Thursday, December 18, 2008

Putting Evolution to Use in the Everyday World

A very interesting article on how Evolutionary Theory is used has been posted over at Scientific American. Here's my favorite part:

Evolutionary analyses and criminal investigations hold the same goal of revealing historical events. Their fruitful combination awaited only the maturing of DNA-sequencing technology to provide large data sets, robust quantitative methods, and enlightened integration of science and the legal system.

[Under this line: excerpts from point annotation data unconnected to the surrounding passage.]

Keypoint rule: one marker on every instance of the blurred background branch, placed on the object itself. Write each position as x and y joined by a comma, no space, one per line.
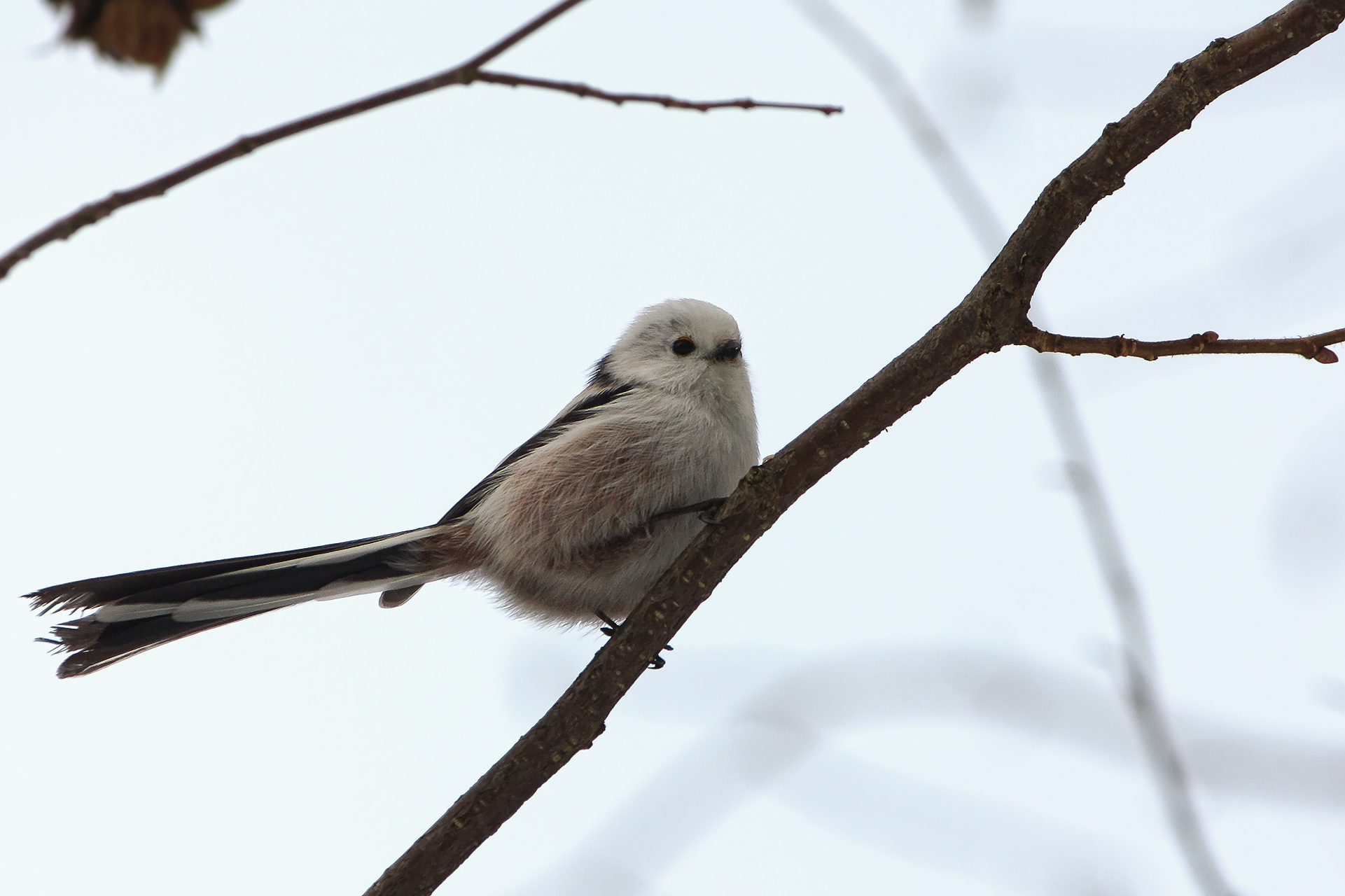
987,321
1071,433
782,741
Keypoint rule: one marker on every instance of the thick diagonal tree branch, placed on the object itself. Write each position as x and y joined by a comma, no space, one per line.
991,316
1201,344
1140,676
460,76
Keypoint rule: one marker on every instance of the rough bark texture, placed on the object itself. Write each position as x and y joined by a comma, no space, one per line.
991,316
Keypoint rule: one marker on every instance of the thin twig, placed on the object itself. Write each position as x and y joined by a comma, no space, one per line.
667,103
460,76
1140,681
987,321
1201,344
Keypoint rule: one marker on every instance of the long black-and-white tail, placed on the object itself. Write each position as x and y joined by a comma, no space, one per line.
141,610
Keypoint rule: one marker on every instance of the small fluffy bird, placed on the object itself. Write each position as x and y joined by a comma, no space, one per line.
578,522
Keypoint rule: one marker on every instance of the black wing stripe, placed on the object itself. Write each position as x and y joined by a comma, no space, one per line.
578,413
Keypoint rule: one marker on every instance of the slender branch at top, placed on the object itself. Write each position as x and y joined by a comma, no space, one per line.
987,321
464,74
1201,344
667,103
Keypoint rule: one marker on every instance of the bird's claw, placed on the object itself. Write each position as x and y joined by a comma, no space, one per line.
610,629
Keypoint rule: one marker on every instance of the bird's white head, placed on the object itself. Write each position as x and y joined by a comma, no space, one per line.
680,344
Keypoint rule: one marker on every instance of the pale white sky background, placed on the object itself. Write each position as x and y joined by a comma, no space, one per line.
904,688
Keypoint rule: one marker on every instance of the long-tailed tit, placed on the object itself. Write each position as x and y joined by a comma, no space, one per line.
580,519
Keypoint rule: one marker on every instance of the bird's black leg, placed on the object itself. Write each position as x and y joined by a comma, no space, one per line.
658,662
706,512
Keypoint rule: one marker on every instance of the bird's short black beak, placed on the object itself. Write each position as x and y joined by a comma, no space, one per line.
728,350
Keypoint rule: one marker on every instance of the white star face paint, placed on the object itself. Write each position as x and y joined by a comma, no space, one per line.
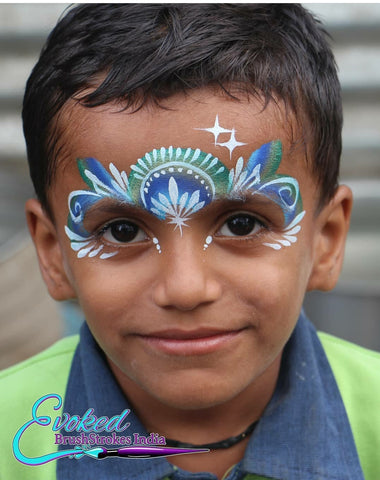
216,130
174,183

As with many applications of evolution, the concept of molecular clocks plays a vital role. Changes in many DNA sequences occur at roughly predictable rates over time, forming the basis for molecular clocks. The clocks for two regions of DNA, however, can run at markedly different rates. In the early 1980s geneticists discovered regions of human DNA that evolve very rapidly, and scientists soon pressed these fast-evolving regions into service as genetic markers—unique identifiers of individuals, like fingerprints but with greater detail—in criminal cases and in paternity testing.

Forensic investigators assess specific genetic markers as indicators of links between suspects and crime scene evidence such as a single human hair, lip cells left on a beer can, saliva on envelope flaps and cigarette butts, as well as semen, blood, urine and feces. The most straightforward use is to demonstrate a suspect’s innocence by the nonmatching of his or her markers compared with those of crime scene evidence. Indeed, the Innocence Project, a public policy organization promoting and tracking the use of genetic markers to overturn wrongful convictions, reports that since 1989, nonmatching of genetic markers has exonerated more than 220 people, many of them convicted for rape crimes and some of them on death row.